Chronic de Michel Franco : Humanisme et désespoir
Prix du meilleur scénario au festival de Cannes cette année, Chronic est l’une des belles surprises de la décevante quinzaine. Michel Franco nous dépeint pendant 1h30 le quotidien d’un infirmier qui s’occupe de malades en fin de vie. Mais sa manière de dresser ce portrait est des plus surprenantes. Le cinéaste mexicain nous présente tout d’abord un personnage énigmatique, intriguant, menaçant pour ensuite basculer, avec subtilité, vers de l’empathie pure envers celui-ci. Et c’est dans cette subtilité du regard et de l’écriture que Michel Franco touche juste. De manière sous-jacente et implicite, nos préjugés, nos craintes basculent jusqu’à se prendre d’une véritable sympathie pour cet homme meurtri. Une deuxième partie où l’on prend une pleine mesure d’un homme dévoué, concerné et détruit.
Le casting, avec Tim Roth en tête, est excellent. Il livre une prestation remarquable, tout en retenue et en sobriété. L’acteur américain anime pleinement cette détresse, ce mal-être palpable.
Chronic est un film dur, percutant. On y parle de maladie, de solitude, de souffrance mais aussi d’humanisme. Et malgré la distance de sa mise en scène, totalement épurée d’effet stylistique ou esthétique, c’est un produit brut mais terriblement émouvant. Une chronique du désespoir.

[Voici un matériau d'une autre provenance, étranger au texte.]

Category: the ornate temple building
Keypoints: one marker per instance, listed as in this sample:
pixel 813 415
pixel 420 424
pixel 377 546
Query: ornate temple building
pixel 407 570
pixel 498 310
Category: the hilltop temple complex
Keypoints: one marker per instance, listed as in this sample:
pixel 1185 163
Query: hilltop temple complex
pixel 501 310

L’homme irrationnel de Woody Allen : Cynisme Allénien
On a connu Woody Allen plus en forme. Mais The irrational man (le titre sonne mieux en anglais quand même) reste un cru de qualité. Suivant les errances existentielles d’Abe Lucas, professeur de philosophie – interprété par Joaquin Phoenix – l’œuvre de Woody Allen amuse par son cynisme permanent. Astucieuse aussi, la comédie annuelle du cinéaste New-Yorkais peine à dépasser ce stade. Une écriture scénaristique qui ne se renouvelle pas, une sorte de patchwork de thèmes déjà utilisés. Un savoir-faire qui ne surprend plus mais qui divertit toujours grâce à son ironie savoureuse et ses dialogues désopilants. Un sentiment mitigé donc, qui ravira certainement les adeptes du réalisateur américain.

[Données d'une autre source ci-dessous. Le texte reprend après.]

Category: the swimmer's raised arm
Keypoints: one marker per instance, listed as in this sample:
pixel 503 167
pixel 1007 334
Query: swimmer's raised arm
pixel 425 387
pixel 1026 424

Mon Roi de Maïwenn : Passion destructrice
Quatrième long-métrage de Maïwenn, Mon Roi est reparti avec le prix d’interprétation féminine pour Emmanuelle Bercot lors du dernier Festival de Cannes. Une nouvelle œuvre plus personnelle pour la réalisatrice de Polisse, qui dresse le portrait de Tony et Georgio. Un couple, ses variations et leur passion forte et destructrice est l’enjeu de ce film. Mais ce dernier est à l’image de la relation, dépeinte pendant près de deux heures : jouissif, envoûtant et enivrant lorsque tout va bien et étouffant et insupportable lorsque la relation se délite. Inégal donc.

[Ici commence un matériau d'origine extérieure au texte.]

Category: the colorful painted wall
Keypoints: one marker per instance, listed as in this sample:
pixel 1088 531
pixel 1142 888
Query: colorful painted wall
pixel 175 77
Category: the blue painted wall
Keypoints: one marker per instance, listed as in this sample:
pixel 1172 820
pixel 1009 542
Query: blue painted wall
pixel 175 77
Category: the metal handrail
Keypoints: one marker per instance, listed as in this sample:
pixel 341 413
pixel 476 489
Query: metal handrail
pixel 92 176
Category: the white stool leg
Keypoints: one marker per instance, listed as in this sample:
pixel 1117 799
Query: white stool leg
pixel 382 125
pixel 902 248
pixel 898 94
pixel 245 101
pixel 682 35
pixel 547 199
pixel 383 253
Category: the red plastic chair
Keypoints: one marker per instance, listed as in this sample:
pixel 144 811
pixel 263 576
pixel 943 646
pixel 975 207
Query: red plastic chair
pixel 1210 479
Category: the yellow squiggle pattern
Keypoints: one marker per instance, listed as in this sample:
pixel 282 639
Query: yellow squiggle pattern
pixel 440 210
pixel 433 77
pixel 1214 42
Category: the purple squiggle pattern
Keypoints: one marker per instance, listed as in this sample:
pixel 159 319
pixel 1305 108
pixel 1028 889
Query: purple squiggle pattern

Cependant la cinéaste confirme une nouvelle fois sa formidable direction d’acteurs. Ses films sont de véritables terrains de jeu. Dans Polisse on était subjugué par le dynamisme des interactions. Dans ce film, on est conquis par la complicité et le naturel qui se dégage de chaque scène. La finesse d’écriture est la force de Maïwenn qui sait sublimer ses acteurs. Mais c’est peut être là que le bât blesse paradoxalement. La narration pâtit trop souvent de ce jeu entre les acteurs et c’est ce qui donne ce ton inégal et inabouti à un film qui garde pourtant de grandes qualités. Comme une relation inachevée.
Légèreté, poésie, cartel, philosophie, passion, drame… Le choix est large mais le talent est bien là… Vous savez ce qu’il vous reste à faire.